Our recent meeting with Dabur’s management team reiterated steady demand scenario and firm’s improving execution. Amidst increasing to steady market share and waning intensity from Patanjali, Dabur expects volumes to grow in low double digits. Investment in distribution, A&P and ESOP charge will impact FY19 margins but FY20 should see a healthy uptick helped by benign RM. Maintain Buy with Rs 460 PT.
Rural growth continues to outpace urban growth though the gap has narrowed. Though other high-ticket sectors have seen some slowdown, the same trend is not visible in FMCG yet. Rather urban demand which is steady now can see some pick-up due to a shift in wallet share to low ticket FMCG. Though festive demand was not as buoyant, winter has seen good traction (good for health supplements). Impact of Patanjali has come down significantly in the market and the company has gained all the market share lost to the brand. Within channels, e-com and modern trade continues to do well while urban wholesale is witnessing soft growth.
Market share gains continue (up 120bps YoY) in hair oils. Flanker strategy with sub-brands of amla such as Brahmi has worked well. Performance of Sarson has also been good (a INR1bn brand). Similarly with Anmol and Vatika, company has garnered 5% share in coconut oil segment.
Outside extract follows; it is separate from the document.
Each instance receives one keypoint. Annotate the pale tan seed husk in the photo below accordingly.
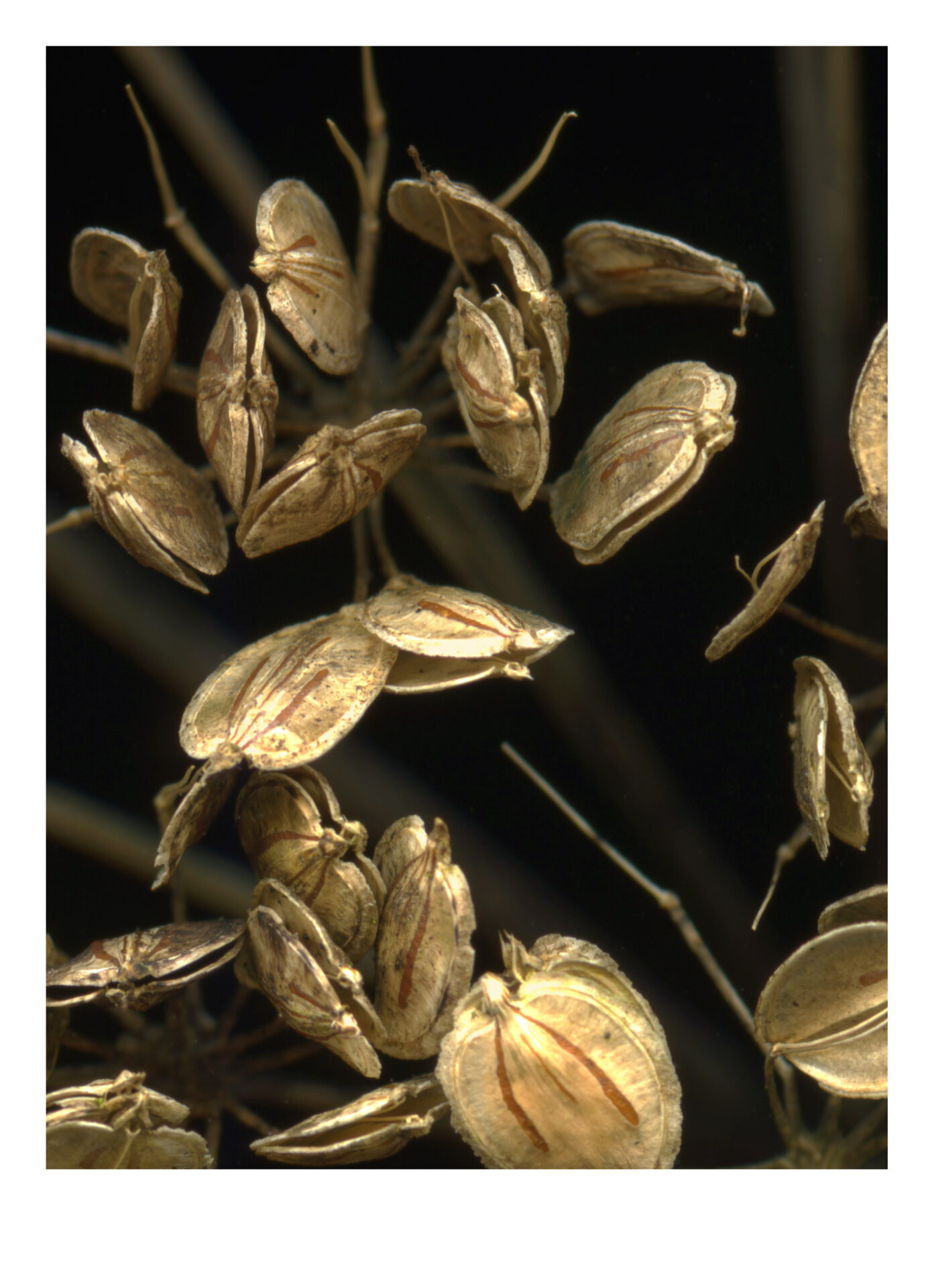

Oral care: Red franchise continues to grow in double digits but Babool is facing high competition in the INR10 pack as competition has launched all the key brands in that LUP. Juices: Though the category has seen some slowdown and competition remains high, the company has maintained its market share.
Though things are picking up on underlying basis, GCC remains impacted by geopolitical issues and Turkey by currency devaluation. Expected to grow in mid-to-high single digits. Though RMs have eased in Q3FY19, its impact will come in Q4FY19.